DOMESTIC CRISIS: AN EMPIRE DIVIDED
The country still remained politically divided. Although the final form of Brazilian independence represented a victory for the conservative Coimbra group led by José Bonifácio and his brothers, divisions immediately became apparent. There was no agreement, for example, about the basic structures on which the new state should be built. During the first two years – between 1822 a
nd 1824 – this debate was centred around Brazil’s first constitution. The process for the election of the deputies was set in motion and the Constituent Assembly first met in May 1823.
At the Constituent Assembly, groups with very different positions confronted each other. The ‘moderate liberals’ wanted to limit reforms granting greater political and civil freedoms: to consolidate the achievements of independence without compromising the existing social order and status quo.

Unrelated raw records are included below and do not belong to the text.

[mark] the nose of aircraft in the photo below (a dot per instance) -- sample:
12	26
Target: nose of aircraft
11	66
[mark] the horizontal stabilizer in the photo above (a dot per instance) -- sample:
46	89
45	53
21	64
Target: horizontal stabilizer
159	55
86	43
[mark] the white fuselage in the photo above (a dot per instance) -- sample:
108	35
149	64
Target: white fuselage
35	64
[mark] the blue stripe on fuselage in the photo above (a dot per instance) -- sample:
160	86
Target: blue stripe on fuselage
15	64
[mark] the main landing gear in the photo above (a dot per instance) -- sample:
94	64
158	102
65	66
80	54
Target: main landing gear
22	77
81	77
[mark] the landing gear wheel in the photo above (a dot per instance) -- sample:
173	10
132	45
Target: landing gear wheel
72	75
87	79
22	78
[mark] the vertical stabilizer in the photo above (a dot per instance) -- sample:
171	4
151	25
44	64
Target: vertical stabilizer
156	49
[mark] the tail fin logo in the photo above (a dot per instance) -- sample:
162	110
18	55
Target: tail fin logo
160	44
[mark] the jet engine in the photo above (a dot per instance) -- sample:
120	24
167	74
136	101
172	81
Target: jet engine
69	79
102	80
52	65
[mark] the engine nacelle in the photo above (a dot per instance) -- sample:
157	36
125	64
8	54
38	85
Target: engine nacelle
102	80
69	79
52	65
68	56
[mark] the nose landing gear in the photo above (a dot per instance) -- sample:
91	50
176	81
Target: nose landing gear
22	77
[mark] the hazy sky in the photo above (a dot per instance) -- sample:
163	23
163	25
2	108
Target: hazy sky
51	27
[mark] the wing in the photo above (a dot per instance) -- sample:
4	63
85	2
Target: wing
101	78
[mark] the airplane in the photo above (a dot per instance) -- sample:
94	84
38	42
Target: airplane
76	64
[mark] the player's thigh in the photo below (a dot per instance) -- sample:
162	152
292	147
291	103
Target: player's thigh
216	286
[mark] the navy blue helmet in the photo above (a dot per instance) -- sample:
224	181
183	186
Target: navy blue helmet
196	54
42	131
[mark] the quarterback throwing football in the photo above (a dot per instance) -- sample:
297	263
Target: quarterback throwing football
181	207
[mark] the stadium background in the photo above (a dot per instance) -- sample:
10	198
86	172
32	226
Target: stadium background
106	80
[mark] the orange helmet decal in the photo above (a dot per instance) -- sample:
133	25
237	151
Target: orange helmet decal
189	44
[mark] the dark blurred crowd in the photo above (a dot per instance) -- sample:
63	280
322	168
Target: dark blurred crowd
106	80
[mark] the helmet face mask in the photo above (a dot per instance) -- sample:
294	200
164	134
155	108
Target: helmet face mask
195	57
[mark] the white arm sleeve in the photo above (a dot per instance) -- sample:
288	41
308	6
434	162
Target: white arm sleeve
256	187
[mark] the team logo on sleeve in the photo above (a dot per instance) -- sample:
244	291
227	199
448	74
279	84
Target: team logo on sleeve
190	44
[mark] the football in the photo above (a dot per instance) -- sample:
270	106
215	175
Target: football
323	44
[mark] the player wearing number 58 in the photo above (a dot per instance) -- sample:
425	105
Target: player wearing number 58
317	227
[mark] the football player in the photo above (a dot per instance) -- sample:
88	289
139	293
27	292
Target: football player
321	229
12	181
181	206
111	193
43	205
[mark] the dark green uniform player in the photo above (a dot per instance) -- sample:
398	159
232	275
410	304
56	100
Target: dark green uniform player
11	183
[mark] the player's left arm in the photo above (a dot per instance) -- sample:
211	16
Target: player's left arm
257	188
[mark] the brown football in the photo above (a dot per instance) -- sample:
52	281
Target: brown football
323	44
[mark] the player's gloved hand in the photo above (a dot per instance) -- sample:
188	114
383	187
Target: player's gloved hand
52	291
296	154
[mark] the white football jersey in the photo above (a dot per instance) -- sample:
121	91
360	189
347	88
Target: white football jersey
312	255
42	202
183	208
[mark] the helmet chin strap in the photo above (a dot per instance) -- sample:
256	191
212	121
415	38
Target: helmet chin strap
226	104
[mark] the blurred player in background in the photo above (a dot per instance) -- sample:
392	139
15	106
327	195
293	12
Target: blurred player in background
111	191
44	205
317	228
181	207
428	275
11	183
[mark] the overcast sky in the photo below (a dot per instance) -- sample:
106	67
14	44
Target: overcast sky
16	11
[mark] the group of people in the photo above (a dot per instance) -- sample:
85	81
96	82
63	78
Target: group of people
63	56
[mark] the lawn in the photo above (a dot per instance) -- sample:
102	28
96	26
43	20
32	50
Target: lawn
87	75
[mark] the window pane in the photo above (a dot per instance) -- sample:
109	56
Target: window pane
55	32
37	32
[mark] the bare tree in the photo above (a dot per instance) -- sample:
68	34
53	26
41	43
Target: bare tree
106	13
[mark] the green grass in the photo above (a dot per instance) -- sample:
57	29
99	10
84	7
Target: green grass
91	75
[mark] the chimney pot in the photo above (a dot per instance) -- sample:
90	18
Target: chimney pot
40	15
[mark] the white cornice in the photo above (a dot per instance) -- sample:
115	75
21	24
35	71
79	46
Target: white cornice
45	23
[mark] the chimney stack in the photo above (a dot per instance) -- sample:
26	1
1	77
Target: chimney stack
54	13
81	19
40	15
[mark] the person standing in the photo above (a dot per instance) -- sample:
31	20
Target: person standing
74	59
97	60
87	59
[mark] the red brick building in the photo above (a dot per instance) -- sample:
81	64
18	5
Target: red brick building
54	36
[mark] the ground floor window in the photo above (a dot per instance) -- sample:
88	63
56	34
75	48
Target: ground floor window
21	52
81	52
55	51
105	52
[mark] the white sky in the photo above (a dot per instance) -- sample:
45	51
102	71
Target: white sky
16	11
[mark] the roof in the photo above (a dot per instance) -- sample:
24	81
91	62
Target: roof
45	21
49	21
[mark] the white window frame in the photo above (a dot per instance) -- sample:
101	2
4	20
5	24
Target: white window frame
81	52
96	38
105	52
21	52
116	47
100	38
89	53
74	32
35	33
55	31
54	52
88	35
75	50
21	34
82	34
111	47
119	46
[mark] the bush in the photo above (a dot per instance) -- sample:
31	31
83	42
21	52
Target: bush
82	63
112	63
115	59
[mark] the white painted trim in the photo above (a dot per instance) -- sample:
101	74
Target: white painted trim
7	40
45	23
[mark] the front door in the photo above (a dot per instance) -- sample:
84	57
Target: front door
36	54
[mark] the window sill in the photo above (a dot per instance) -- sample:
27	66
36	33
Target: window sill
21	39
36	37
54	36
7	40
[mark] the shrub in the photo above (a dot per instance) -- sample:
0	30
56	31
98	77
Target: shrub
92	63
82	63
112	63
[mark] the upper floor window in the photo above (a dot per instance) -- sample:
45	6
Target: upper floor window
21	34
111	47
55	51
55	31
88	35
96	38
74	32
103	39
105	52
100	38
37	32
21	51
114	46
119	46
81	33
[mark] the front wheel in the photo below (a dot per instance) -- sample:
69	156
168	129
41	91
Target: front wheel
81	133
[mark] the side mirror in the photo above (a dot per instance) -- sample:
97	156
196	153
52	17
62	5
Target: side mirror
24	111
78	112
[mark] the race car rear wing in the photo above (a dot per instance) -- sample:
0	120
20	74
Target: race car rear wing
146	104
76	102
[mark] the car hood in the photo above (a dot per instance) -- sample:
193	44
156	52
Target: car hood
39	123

This group was composed of rural landowners and merchants from Minas Gerais who had ties to the court and were associated with politicians and military officers of the bourgeoisie.21 They mainly wanted political and institutional reforms aimed at limiting the powers of the emperor. They defended the constitutional monarchy, subject to a division of powers, with greater authority for the Chamber of Deputies and an independent judiciary. They had no interest in democracy, nor in general enfranchisement.
The ‘exalted liberals’ wanted more far-reaching reforms, including social and political changes. Although there were divisions within the group, broadly speaking, members wanted a federal system, the separation of Church and State, incentives for Brazilian industry, universal suffrage, the gradual emancipation of the slaves and, in some cases, the establishment of a democratic republic.22 They were behind various alternative political projects, generally advocating greater citizens’ rights and the reduction of social inequalities.
Both groups, however – the moderate and the exalted liberals – were united against the ‘Portuguese party’ made up of Portuguese and a few Brazilians who supported an absolute monarchy and wanted absolute powers for Dom Pedro I. The ‘moderate’ and ‘exalted’ liberals together formed the Brazilian party because both groups wanted the monarch to be answerable to the parliament. There was one more group, the ‘Bonifácios’, led by José Bonifácio, whose followers defended a strong, centralized constitutional monarchy and the gradual abolition of slavery.